The moment that I spot that the bugger does not read 22W or 22.2W depending on the mod, I have to fiddle to get it set 'right' 

Same with TC, if it's not at 220, then it's not right..

Reactions: Agree 1


----------



## kevkev (28/9/15)

Wesley said:


> Increments of 0.5 watts only!



Same thing here lol. 


Sent from my iPhone using Tapatalk

Reactions: Agree 1


----------



## Marzuq (28/9/15)

my rounding works a little different. it can never be 32.2 but 32.5 is acceptable. so half numbers work. otherwise whole numbers. but not like 31.rather 32.5 then 35.or drop to 30. hmmm now looks like im just typing random numbers.lol

Reactions: Agree 1


----------



## Rafique (28/9/15)

I keep it even, 24, 26, 28 watts. Cant stand seeing my screen show 24.2 etc

Reactions: Like 1


----------



## SHiBBY (28/9/15)

I most definitely have serious OCD issues. Not only will my wattages not contain fractions, but it will always be either even numbers or numbers which when multiplied by 2 ends up round numbers. But that's not just with vaping, it's with everything. My wife knows better than to turn my radio volume to 13 or 27 or something. It's 15, or 18, or 20, or 22, etc...
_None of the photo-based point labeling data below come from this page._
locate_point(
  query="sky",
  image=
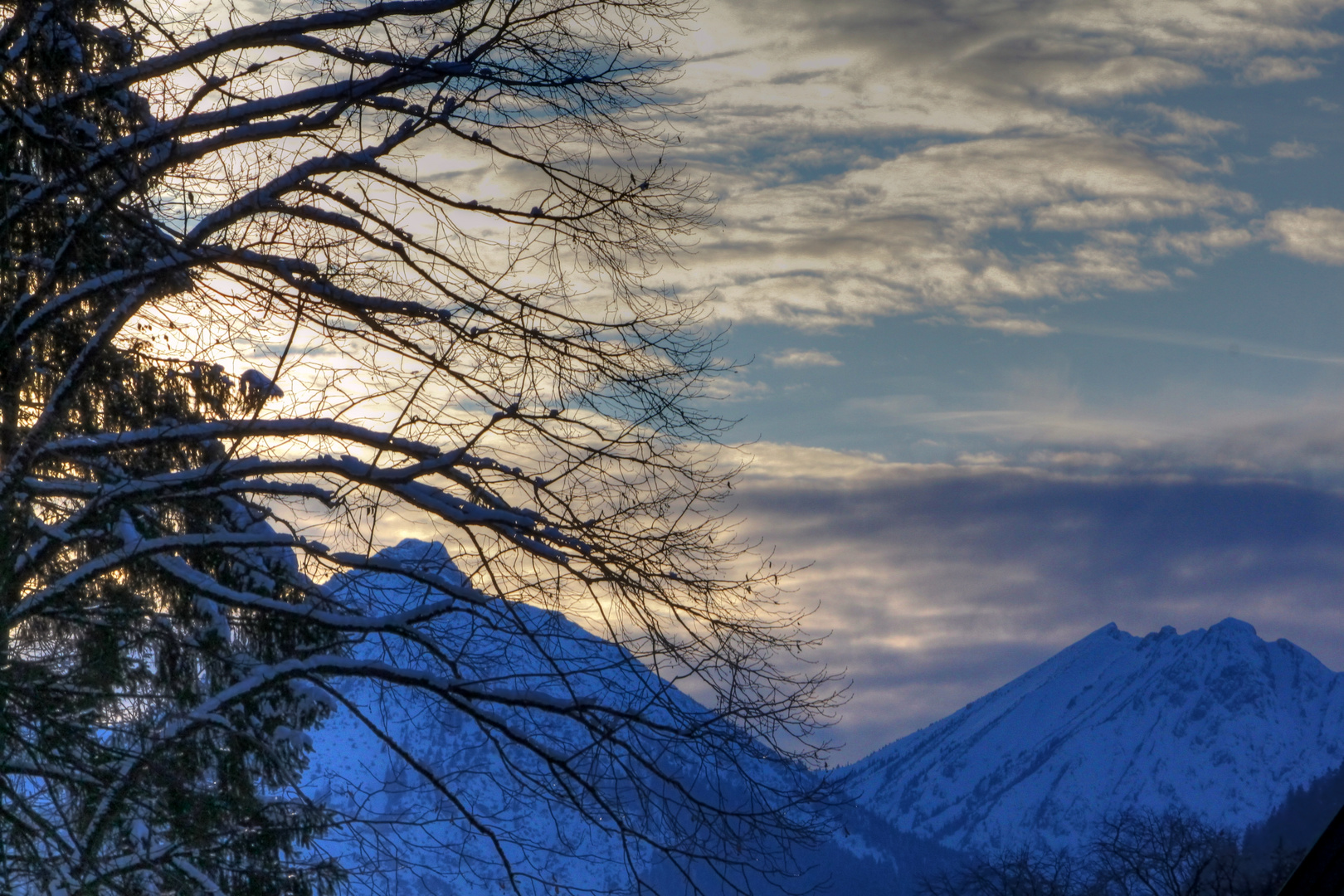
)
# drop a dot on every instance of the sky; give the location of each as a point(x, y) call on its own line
point(1040, 309)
Reactions: Like 2 | Agree 1 | Funny 1


----------



## RevnLucky7 (28/9/15)

I'm old school.... I set voltage. I have no idea how many watts I vape at. Just keep turning it up till I find the sweet spot. #hexohm

Reactions: Like 1 | Agree 1 | Winner 1


----------



## Yusuf Cape Vaper (28/9/15)

Buddy of mine has an istick40 with goblin mini. Every time I pick his Vape up then the wattage is at 35.4 and the voltage at 3.60. Then I set it to 35w, but then the voltage drops to 3.59. So that bothers me lol


Sent from my iPhone using Tapatalk

Reactions: Can relate 1


----------



## Coco (28/9/15)

Guilty as charged...

VW mode = 25, 27.5, 30W - i.e. going up in 2.5W increments (with MTL coils, 10 or 12.5W)
TC mode = it bugs the living daylights out of me that I cannot set 475F and have to settle on 470F


----------



## wazarmoto (28/9/15)

I don't care what it's set on. As long as it's at that sweet spot. I'm not fussy like that.


----------



## Necris (28/9/15)

lol.im not alone


----------



## Cave Johnson (2/12/15)

I got something for you OCD guys

Reactions: Like 1 | Winner 2 | Funny 3


----------



## Redeemer (2/12/15)



Reactions: Like 3 | Winner 4


----------



## blujeenz (2/12/15)

Cave Johnson said:


> I got something for you OCD guys
> 
> View attachment 40257



Noooo, 666 cant be a good vape.

Reactions: Agree 1 | Creative 1


----------



## kevkev (2/12/15)



Reactions: Like 3 | Winner 2


----------



## Neal (2/12/15)

Strange, but I have noticed my wattage seems to increase expotentially to the amount of hansa beer I have consumed.

Reactions: Funny 2


----------



## n00b13 (2/12/15)

Palindrome much?


Sent from my iPhone using Tapatalk

Reactions: Funny 1


----------